The Perils Of Data-Fitting
By Jeffrey Miller on September 1, 2009 | More Posts By Jeffrey Miller | Author's Website
We are delighted to see the Felix Salmon piece (highlighted by Abnormal Returns) reviewing the supposed relationship between Japan in the 90’s and the current US market. Check out the article to see the “great fit.”
Here at “A Dash” we have frequently exposed such bogus relationships, even when the loud voices took the other side. There is a simple process for generating a misleading relationship:
- Examine a bunch of charts. Look for variables that are all correlated to the economy in some way.
- Find a couple of prominent features to the charts. It is especially good if one of them (the leader) shows a move not yet reflected in the other.
- Adjust the scales to make the prominent features line up. Ignore any other activity.
- Disseminate the predicted next move as widely as possible.

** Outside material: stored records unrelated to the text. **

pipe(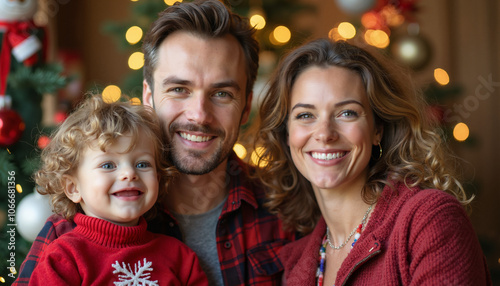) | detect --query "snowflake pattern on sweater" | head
[111,258,158,286]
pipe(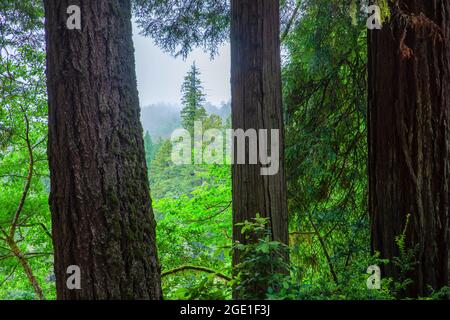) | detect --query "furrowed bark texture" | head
[231,0,288,298]
[368,0,450,296]
[45,0,161,299]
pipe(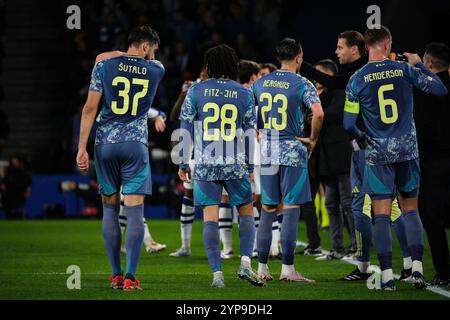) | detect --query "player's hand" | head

We exposed this process in the “Batman” chart allegedly showing a relationship between bank lending criteria and personal consumption expenditures. This widely publicized chart was never defended by any of the original big-time proponents. The collapse in PCE did not occur in the predicted time frame, as we showed here. No one was keeping score.
It was an obvious case of data-fitting, although our analysis did not get the buzz that we see for Felix Salmon’s piece. Perhaps it will do better in the book version.
What You Do Not Understand
Let us assume that everyone now sees the peril of twisting old chart data to fit a pattern. This is a lesson that can be applied to something you do not already know.
When someone reaches into history for an analogy – -it is the same thing. It is back-fitting of data, using the human mind, the most powerful computer.
When someone presents a trading system — based upon many runs of old data, it is back-fitting. The spectacular returns are not real.
Our Take
It is a shame that people are drawn to bad charts, bad analogies, and bad systems.
Too bad for them. For the rest of us, it is a time of opportunity.